# amusement parks



## Suh 69 (Oct 19, 2015)

are there any amusement parks in Dubai ? where are they located?


----------



## webmongaz (Feb 2, 2011)

Let me google that for you


----------



## twowheelsgood (Feb 21, 2013)

Sheikh Zayed Road on a Thursday evening heading from Jebel Ali to Sharjah is often amusing - providing you are on a bridge overlooking it.


----------



## GloballyRelaxed (Nov 5, 2014)

Sheikh Zayed road not so much of an amusement park but an *"abusement"* park.


----------



## thrillHOUSE!! (Oct 19, 2015)

If you can travel, you have Yas Waterpark & Ferrari World only 45mins to 1hour away from Dubai


----------



## Suh 69 (Oct 19, 2015)

thrillHOUSE!! said:


> If you can travel, you have Yas Waterpark & Ferrari World only 45mins to 1hour away from Dubai


Thank you for the info


----------



## Suh 69 (Oct 19, 2015)

*Thank you*



twowheelsgood said:


> Sheikh Zayed Road on a Thursday evening heading from Jebel Ali to Sharjah is often amusing - providing you are on a bridge overlooking it.


Haha I know what you mean


----------



## Barnstormer (Oct 24, 2015)

Global Village is opening soon. Next year there will be two theme parks opening in dubai - IMG Worlds of Adventure and Dubai Parks and Resorts. The following year there is more to come; Six Flags, Warner Bros, Universal. It's going to be a huge destination for theme parks and will rival Orlando. Magic Planet if your desperate is in one of the malls


----------



## twowheelsgood (Feb 21, 2013)

You are rather optimistic about opening dates.

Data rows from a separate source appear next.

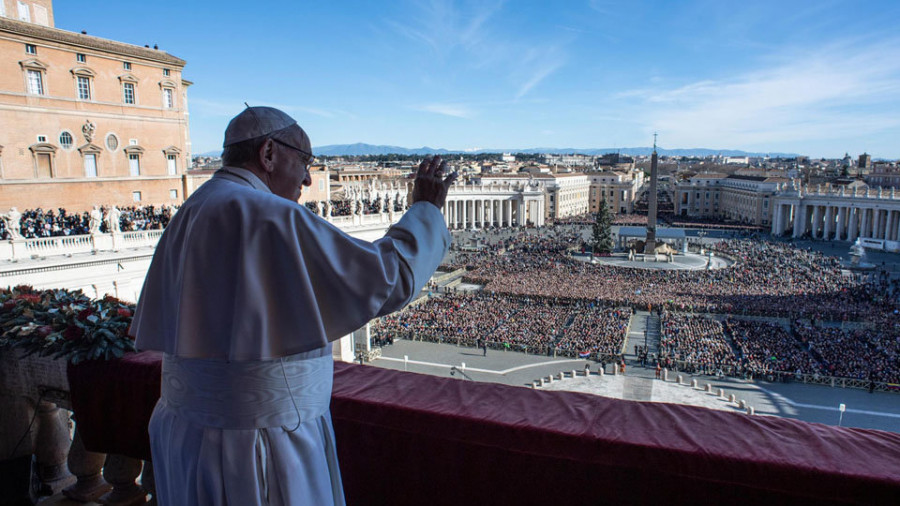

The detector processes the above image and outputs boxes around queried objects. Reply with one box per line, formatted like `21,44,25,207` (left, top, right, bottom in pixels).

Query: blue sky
54,0,900,159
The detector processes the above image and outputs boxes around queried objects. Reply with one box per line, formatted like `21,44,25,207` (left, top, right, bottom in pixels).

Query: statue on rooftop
88,206,103,234
106,206,122,234
0,207,22,240
81,120,97,144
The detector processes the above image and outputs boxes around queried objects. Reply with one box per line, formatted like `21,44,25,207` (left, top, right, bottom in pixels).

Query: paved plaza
575,253,734,271
371,340,900,433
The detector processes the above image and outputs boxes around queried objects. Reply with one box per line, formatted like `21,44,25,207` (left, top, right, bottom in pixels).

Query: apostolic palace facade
0,0,191,210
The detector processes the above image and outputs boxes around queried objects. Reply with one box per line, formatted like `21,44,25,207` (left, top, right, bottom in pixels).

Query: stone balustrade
0,356,900,505
0,352,154,506
0,230,163,261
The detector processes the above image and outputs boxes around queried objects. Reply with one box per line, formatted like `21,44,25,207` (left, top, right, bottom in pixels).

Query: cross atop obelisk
644,132,659,255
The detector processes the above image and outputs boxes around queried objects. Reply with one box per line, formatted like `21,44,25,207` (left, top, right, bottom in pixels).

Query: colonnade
443,196,544,229
772,201,900,242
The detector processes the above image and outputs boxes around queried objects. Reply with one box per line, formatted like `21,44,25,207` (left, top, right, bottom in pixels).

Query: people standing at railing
131,106,456,505
0,205,176,239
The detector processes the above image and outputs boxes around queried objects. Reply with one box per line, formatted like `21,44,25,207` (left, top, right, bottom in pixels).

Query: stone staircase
624,311,660,363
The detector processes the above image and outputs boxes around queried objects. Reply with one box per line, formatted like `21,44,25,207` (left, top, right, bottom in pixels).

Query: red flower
16,293,41,304
63,325,84,341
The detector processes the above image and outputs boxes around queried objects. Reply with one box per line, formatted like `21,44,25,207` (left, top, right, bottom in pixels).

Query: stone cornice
0,17,186,67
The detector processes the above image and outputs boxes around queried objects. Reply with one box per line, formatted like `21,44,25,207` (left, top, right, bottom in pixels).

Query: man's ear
259,139,275,172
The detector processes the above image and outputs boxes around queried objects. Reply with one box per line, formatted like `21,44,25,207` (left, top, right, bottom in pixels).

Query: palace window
28,69,44,95
77,76,91,100
122,83,134,104
166,155,178,176
124,146,144,176
59,132,75,149
84,153,97,177
18,2,31,23
128,153,141,176
163,88,175,109
28,142,56,179
70,67,96,100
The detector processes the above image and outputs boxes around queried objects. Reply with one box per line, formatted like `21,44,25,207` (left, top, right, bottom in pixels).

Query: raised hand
413,156,459,209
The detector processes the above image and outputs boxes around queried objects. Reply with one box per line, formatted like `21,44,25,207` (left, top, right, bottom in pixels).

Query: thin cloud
384,0,575,100
618,39,900,150
413,104,475,119
516,60,562,99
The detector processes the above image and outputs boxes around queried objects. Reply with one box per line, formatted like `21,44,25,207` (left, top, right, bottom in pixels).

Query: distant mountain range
195,142,798,158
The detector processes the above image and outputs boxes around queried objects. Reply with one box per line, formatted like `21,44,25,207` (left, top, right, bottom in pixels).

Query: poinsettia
0,285,134,363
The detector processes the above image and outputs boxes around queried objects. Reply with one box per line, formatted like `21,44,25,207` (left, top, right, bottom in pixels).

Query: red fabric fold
67,351,162,460
69,358,900,505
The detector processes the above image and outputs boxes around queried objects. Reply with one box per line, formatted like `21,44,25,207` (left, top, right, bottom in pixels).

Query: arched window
59,131,75,150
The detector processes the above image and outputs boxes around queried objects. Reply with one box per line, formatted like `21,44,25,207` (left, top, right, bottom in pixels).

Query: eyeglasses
269,137,315,165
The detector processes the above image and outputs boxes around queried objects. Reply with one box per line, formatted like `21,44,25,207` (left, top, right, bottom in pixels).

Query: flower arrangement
0,285,135,364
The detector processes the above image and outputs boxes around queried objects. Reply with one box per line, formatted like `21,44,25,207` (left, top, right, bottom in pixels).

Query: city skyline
54,0,900,159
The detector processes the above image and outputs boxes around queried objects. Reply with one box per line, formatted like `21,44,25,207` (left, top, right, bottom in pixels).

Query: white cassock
132,167,450,505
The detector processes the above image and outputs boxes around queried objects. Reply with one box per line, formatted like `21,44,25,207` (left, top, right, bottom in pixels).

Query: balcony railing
0,354,900,505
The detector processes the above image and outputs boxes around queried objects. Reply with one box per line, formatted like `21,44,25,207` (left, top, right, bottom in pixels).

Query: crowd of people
0,200,900,383
372,292,632,358
454,232,884,320
420,224,900,383
658,312,735,374
303,197,403,216
0,205,175,239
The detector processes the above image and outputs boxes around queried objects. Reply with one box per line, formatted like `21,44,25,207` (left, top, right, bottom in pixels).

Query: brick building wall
0,0,191,212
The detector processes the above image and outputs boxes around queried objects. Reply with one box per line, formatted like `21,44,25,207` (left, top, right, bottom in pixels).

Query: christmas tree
591,200,613,254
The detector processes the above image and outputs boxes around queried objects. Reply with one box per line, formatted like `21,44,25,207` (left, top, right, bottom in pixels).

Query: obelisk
644,134,659,255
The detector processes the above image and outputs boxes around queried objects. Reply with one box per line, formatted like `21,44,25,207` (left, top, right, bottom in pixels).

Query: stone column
462,199,469,230
859,208,872,237
810,206,822,239
823,206,834,240
871,209,881,239
794,202,805,238
768,203,781,237
886,211,897,241
63,425,112,502
847,207,859,242
34,401,75,494
100,455,147,506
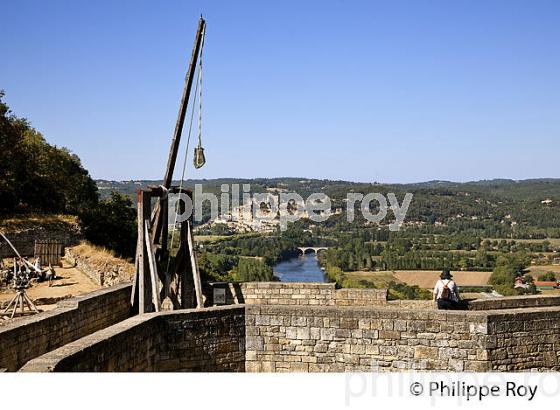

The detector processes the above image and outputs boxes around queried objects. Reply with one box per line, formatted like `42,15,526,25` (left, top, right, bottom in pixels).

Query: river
274,253,326,282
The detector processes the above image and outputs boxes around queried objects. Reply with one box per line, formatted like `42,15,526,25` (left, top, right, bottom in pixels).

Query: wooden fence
34,239,64,266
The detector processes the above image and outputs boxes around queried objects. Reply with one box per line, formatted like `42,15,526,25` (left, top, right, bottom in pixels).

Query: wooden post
180,196,190,309
144,219,161,312
187,219,204,309
142,190,153,312
136,190,146,315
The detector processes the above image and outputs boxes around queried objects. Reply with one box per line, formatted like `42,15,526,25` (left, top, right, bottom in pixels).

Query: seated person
434,269,459,309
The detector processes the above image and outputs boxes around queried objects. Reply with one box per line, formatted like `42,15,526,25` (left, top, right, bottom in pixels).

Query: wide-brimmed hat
439,269,453,279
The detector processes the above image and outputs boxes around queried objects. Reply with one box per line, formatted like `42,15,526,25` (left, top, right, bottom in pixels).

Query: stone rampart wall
22,306,245,372
209,282,387,306
246,306,490,372
13,294,560,372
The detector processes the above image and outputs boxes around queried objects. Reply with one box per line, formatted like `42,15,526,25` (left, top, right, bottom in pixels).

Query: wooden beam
136,190,146,315
152,16,206,243
163,16,206,188
144,220,161,312
187,220,204,309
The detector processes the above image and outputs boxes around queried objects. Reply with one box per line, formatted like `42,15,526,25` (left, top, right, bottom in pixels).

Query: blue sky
0,0,560,182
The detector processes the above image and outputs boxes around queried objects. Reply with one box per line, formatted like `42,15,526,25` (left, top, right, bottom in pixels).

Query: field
529,265,560,279
483,238,560,247
347,270,492,289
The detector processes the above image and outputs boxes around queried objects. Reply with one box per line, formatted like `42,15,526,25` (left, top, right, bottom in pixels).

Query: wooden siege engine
131,17,206,314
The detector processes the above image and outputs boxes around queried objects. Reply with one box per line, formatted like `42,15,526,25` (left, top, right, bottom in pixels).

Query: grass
346,271,400,288
345,267,492,289
71,241,134,272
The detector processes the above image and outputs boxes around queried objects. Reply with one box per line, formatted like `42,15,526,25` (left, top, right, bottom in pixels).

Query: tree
0,91,98,215
79,192,138,257
538,272,556,282
234,258,274,282
489,253,536,295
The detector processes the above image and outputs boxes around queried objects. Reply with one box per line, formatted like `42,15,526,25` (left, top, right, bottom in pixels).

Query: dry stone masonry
0,284,560,372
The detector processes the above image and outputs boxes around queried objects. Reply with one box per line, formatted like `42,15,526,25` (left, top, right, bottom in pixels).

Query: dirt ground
0,259,101,323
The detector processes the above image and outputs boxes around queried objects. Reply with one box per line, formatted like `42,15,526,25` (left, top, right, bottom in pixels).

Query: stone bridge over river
298,246,329,255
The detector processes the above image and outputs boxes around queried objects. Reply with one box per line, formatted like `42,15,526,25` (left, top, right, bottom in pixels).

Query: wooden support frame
131,186,204,314
130,16,206,314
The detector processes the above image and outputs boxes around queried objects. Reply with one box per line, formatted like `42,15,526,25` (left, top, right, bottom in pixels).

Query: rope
195,30,206,147
165,31,204,272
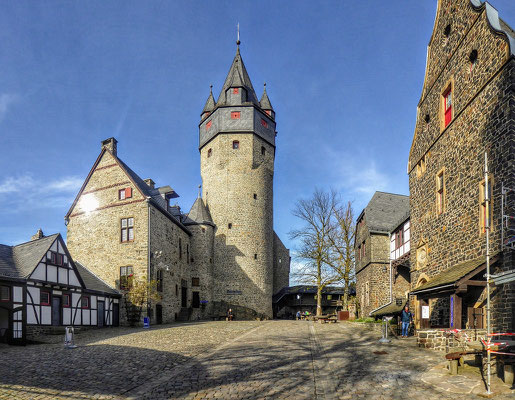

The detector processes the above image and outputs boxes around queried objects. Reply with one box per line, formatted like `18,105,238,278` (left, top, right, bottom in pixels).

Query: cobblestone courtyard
0,321,515,400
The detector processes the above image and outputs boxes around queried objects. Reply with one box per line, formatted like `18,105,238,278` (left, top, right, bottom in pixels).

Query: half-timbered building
0,230,121,343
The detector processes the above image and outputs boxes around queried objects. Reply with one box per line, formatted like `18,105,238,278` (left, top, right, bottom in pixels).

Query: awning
410,256,497,295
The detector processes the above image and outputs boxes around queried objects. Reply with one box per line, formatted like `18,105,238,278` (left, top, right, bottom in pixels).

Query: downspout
368,232,393,316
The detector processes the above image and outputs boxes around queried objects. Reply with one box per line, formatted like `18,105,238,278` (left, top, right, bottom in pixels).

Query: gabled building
0,230,121,344
354,192,410,317
65,41,290,323
408,0,515,332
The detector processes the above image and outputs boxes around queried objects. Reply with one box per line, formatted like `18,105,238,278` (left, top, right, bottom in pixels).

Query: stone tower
199,46,276,319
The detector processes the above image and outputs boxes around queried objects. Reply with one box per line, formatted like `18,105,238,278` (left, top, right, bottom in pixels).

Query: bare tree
325,201,356,309
290,189,341,315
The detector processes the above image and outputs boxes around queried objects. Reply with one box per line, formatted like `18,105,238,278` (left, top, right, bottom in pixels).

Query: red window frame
443,88,452,126
39,291,50,306
63,294,71,308
0,285,11,302
80,296,91,309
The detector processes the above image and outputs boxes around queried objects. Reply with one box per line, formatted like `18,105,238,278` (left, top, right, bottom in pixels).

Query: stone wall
200,133,274,318
67,152,148,323
274,232,290,294
408,0,515,330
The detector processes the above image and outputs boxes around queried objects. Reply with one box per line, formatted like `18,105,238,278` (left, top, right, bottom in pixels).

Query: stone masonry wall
67,152,148,322
200,133,274,318
274,232,290,294
408,0,515,330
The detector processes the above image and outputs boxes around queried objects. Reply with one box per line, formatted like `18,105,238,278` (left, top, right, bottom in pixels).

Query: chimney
143,178,156,189
30,228,45,241
102,138,118,157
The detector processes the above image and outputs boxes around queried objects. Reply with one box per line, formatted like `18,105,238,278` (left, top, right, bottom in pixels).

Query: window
156,269,163,292
191,292,200,308
120,218,134,242
120,267,134,290
443,86,452,128
479,176,493,233
80,296,89,308
0,286,11,301
118,188,132,200
39,292,50,306
436,170,445,214
417,155,426,178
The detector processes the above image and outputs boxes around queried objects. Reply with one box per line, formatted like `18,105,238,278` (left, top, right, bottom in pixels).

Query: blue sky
0,0,515,248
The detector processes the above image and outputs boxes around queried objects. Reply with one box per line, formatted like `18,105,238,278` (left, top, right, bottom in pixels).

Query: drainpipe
368,233,393,316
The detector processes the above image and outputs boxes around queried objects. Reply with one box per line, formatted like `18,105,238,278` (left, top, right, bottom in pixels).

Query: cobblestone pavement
0,321,515,400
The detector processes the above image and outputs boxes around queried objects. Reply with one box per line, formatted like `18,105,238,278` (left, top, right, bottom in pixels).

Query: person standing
401,304,413,338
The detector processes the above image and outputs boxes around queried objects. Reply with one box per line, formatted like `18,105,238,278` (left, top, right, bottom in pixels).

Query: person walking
401,304,413,338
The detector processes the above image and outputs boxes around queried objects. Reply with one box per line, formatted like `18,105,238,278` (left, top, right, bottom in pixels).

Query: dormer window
118,188,132,200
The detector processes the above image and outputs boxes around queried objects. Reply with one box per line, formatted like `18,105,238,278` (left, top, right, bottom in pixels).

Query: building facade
65,46,290,323
0,230,121,344
408,0,515,331
354,192,410,317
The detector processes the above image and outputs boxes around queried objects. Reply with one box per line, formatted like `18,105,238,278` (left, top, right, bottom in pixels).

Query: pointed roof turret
216,46,259,106
184,186,215,226
259,83,274,111
200,85,215,117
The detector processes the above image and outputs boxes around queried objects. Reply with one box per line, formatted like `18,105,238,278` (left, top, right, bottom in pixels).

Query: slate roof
200,86,215,115
216,47,259,106
360,192,409,232
0,233,59,279
411,256,492,293
184,197,215,226
74,261,120,295
259,83,274,110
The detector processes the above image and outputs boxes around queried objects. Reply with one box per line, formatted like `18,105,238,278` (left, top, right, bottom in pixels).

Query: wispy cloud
0,93,20,122
0,174,83,212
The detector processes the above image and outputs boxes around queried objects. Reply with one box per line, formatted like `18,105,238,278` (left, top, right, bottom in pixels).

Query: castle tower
199,43,276,318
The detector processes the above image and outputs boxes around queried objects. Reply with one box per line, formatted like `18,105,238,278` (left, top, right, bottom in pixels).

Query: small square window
39,292,50,306
0,286,11,301
80,296,89,308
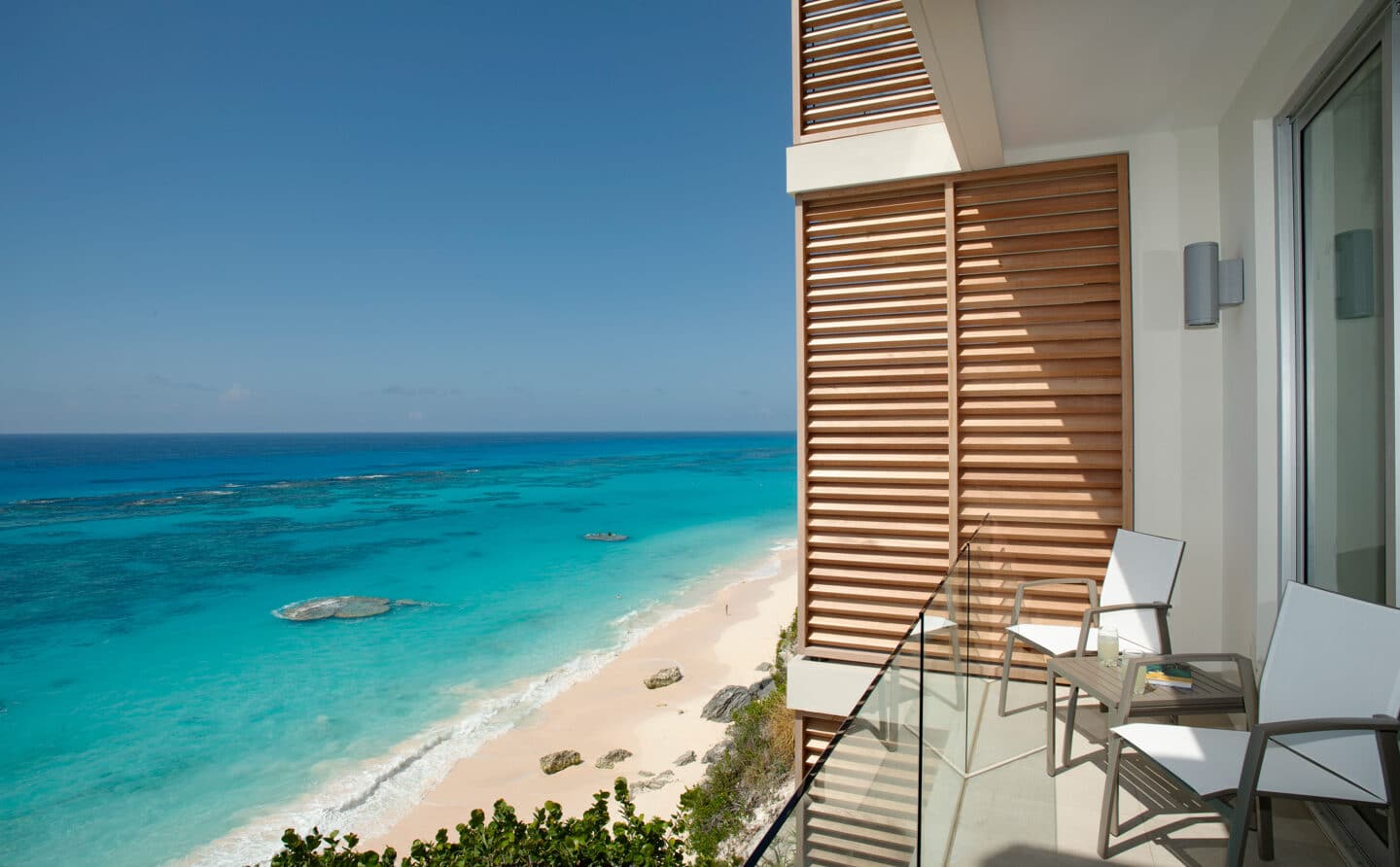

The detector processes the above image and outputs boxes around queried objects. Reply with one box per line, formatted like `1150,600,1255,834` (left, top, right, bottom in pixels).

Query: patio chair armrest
1250,712,1400,741
1011,578,1099,626
1235,712,1400,804
1075,603,1172,657
1123,653,1259,731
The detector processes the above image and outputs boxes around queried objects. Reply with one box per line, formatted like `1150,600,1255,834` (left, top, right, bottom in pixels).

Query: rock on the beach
700,686,753,723
633,771,677,791
539,749,583,773
700,738,734,765
594,749,631,768
643,665,683,689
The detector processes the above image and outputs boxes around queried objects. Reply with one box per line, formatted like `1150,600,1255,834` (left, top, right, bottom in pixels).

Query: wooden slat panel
792,0,939,140
799,156,1132,677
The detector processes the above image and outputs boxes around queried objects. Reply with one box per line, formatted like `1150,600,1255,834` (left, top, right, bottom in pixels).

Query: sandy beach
363,550,796,851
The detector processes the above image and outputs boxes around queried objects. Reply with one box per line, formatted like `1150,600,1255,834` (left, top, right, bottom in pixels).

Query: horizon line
0,428,798,437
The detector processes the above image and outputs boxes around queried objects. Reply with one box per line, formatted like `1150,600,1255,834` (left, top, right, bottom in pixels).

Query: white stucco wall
1218,0,1369,657
788,0,1372,672
1006,127,1231,650
1006,0,1366,658
787,121,958,193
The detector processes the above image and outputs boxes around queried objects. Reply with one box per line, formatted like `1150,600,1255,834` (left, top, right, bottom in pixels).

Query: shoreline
364,549,796,851
180,538,796,866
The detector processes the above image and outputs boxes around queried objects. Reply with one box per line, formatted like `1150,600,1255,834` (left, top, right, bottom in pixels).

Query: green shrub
678,612,796,858
255,778,714,867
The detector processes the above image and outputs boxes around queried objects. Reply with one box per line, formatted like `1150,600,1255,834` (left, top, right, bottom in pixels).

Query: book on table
1146,663,1191,689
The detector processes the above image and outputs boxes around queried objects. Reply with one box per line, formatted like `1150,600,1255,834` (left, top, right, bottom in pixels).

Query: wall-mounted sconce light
1184,241,1244,328
1336,228,1377,320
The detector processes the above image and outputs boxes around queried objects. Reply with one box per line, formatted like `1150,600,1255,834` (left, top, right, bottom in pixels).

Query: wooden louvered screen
798,156,1132,686
796,714,843,773
792,0,938,140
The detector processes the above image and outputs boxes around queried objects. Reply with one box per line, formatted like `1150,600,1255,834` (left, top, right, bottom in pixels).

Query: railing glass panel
747,521,1056,867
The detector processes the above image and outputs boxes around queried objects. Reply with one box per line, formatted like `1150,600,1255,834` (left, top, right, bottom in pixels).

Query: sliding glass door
1296,47,1394,603
1278,3,1400,863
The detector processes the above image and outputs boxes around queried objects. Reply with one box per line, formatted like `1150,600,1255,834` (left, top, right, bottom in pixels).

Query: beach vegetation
256,778,714,867
677,612,796,858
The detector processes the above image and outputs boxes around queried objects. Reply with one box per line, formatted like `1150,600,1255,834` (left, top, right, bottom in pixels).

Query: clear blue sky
0,0,795,433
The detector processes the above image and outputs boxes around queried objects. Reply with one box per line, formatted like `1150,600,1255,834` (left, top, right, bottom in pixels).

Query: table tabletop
1046,654,1254,776
1049,657,1244,717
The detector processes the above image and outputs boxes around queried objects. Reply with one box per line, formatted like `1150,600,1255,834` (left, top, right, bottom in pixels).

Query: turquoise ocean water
0,434,796,867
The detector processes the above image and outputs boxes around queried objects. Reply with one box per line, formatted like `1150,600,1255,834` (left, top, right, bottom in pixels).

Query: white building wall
1006,0,1371,658
788,0,1371,669
1006,127,1224,650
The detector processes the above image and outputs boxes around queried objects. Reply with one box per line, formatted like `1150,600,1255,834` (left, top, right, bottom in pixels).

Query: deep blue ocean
0,434,796,867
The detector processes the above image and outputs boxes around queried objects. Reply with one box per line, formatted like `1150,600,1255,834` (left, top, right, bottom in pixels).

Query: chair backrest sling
1259,581,1400,797
1099,530,1186,651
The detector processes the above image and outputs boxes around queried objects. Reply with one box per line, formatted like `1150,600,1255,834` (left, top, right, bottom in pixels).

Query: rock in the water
700,738,734,765
594,749,631,768
583,533,627,542
539,749,583,773
749,677,777,702
700,686,753,723
271,597,389,620
643,665,683,689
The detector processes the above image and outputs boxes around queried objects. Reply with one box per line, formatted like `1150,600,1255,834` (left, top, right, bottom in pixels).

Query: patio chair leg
1050,685,1079,768
1225,797,1254,867
1259,797,1274,861
1099,734,1123,858
997,632,1016,717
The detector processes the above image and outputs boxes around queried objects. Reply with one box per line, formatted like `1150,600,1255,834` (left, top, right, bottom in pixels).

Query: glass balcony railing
745,520,1056,867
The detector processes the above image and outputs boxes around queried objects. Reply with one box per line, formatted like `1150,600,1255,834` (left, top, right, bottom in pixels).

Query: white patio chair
997,530,1186,715
1099,582,1400,867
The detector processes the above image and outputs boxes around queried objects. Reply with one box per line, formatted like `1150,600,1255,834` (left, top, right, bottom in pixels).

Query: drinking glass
1120,650,1146,695
1099,626,1119,668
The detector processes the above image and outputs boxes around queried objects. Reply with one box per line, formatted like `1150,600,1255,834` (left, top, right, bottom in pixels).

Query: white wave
179,532,795,867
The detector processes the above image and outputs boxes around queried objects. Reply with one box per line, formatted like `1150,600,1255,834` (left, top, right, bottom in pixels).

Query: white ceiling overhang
906,0,1288,168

And there is no way it will compete with Orlando as this place shuts a lot of the time, is horrendously expensive and the level of service culture would make it worse than Disneyland Paris.


----------



## Nursemanit (Jul 10, 2015)

Looking at the "progress" as you drive past. Global Village will be open sometime after the Torch and Tamwheel towers are repaired and the World Islands are finished.


----------



## Barnstormer (Oct 24, 2015)

twowheelsgood said:


> You are rather optimistic about opening dates.
> 
> And there is no way it will compete with Orlando as this place shuts a lot of the time, is horrendously expensive and the level of service culture would make it worse than Disneyland Paris.


The amount of parks in the works here will ensure Dubai will seriously compete with Orlando as a Theme Park destination. IMG Worlds of Adventure and some of DPR are set to launch next year. Only time will tell, I guess.


----------